Ecologistas en Acción ha mostrado su apoyo a la creación de una plataforma de asociaciones ecologistas en el Norte de Marruecos, que denuncian los graves atentados al patrimonio natural y paisajístico de la zona en nombre del desarrollo turístico. Denuncian la presión que ejercen los lobies financieros para apropiarse de terrenos públicos y sensibles.

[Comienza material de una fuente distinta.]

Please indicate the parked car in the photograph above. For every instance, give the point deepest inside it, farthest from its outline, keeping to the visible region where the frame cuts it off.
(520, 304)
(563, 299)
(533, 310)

En el centro de esta política destructora colocan a la empresa FADESA que califican su operación en la playa de Saidía de desastrosa en una zona sensible y con población pobre y desamparada. Así mismo exigen a su Gobierno la paralización inmediata de la construcción de 3 campos de golf en la zona, que pondrá en peligro el abastecimiento de agua y el caudal del Río Muluya, junto con la paralización de todo este tipo de proyectos

Exigen a su Departamento de Medio Ambiente que cumpla con su cometido y que no sirva de coartada a este tipo de empresas, haciendo una labor superficial de protección del medio ambiente. También exigen al Gobierno y a su primer ministro que se pongan manos a la obra en la labor de protección del Medio Ambiente y que dejen de beneficiar a sectores elitistas, y piensen en un desarrollo sostenible que no ponga en peligro las generaciones futuras de las poblaciones locales afectadas.

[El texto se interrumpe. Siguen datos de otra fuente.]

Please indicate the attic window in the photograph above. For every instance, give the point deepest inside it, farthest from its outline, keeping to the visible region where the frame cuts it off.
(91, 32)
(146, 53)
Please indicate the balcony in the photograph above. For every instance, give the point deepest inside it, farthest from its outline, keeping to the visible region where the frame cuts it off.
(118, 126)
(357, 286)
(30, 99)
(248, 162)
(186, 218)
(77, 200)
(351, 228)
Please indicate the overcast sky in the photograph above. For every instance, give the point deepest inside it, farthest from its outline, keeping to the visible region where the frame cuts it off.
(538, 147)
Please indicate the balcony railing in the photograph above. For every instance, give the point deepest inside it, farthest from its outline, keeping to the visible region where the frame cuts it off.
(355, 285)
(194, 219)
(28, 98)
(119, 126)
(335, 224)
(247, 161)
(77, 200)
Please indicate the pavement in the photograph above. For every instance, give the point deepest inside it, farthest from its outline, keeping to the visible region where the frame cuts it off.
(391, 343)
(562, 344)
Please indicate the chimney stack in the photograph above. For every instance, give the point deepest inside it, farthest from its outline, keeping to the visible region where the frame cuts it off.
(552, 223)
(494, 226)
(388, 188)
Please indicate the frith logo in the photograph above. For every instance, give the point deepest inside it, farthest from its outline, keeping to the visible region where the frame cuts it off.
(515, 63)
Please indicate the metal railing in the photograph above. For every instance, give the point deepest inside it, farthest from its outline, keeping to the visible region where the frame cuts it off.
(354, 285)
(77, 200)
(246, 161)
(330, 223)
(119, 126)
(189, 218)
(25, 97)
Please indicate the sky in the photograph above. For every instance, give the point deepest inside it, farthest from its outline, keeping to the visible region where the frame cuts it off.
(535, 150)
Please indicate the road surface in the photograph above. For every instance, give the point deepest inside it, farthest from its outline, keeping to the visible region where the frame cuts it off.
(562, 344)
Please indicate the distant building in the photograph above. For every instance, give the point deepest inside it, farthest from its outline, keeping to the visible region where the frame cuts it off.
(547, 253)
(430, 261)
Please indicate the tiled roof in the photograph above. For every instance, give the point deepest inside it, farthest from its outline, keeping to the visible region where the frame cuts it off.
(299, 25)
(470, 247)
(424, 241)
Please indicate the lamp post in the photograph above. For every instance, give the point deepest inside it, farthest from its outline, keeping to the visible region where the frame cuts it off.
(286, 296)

Recordemos que son varias las empresas españolas, una vez esquilmado el litoral español, que están poniendo sus ojos en la zona del litoral norte de Marruecos y repitiendo los mismos fallos, creando un modelo insostenible de desarrollo que crea más problemas que los que corrige. Esta vez puede ser más grave pues se trata de una colonización económica y los beneficios, en su mayoría, viajarán hacia las multinacionales extranjeras, beneficiando apenas a las comunidades locales.

Existen modelos alternativo turísticos que no ponen en riesgo el medio ambiente, el abastecimiento de agua y el terreno

Ecologistas en Acción y otras organizaciones ecologistas han llevado a los tribunales varios proyectos urbanísticos de la empresa Fadesa en Cantabria, Madrid, Huelva, Fuerteventura, etc. Algunos de ellos han sido paralizados por orden judicial.